I encourage you to support the return of state and federal land inside reservations to our people, recognize and support that. I encourage you to look at the moral and ethical and long term issues like that of Prairie Island. Dumping nuclear waste on an island in the Mississippi doesn't make sense with natural law. It doesn't.
I think that we are smarter than that, and we should be looking out for the next seven generations from now. I think that, as the people who pay the bill for power in the state of Minnesota, we should demand that NSP look at alternative energy now and begin a project of disembarking from its nuclear and coal program, and embarking on an alternative energy project, an alternative energy program.

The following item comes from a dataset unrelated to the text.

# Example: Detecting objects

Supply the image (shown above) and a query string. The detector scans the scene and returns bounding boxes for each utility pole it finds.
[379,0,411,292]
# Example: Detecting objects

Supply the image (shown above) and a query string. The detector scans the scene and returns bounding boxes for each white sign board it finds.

Cutting our consumption, beginning conservation, but look at jobs. They say jobs will be lost, but I'll tell you that there's 10 times as many jobs in renewable energy as there are in the capital intensive jobs in nuclear energy and coal-fired energy.
And finally, looking at issues of consumption and human rights. Remember what we consume in this country is too much. We consume a third of the world's resources in this country. And what that means is that requires a constant intervention into other people's lands and other people's territories to get those resources.
I challenge you to look at that over the long term, to figure out how to live more simply and remember that quality of life, quality of life should not be attached to income. It should be attached to clean water, clean air, status of women, status of children, quality of intellectual thought, quality of culture. Those I believe are indicators, not always associated with money.
And finally, I challenge you to work with other women around the world to bring this society back in order with natural law, and to, in that process, regain the rightful status of women on this Earth.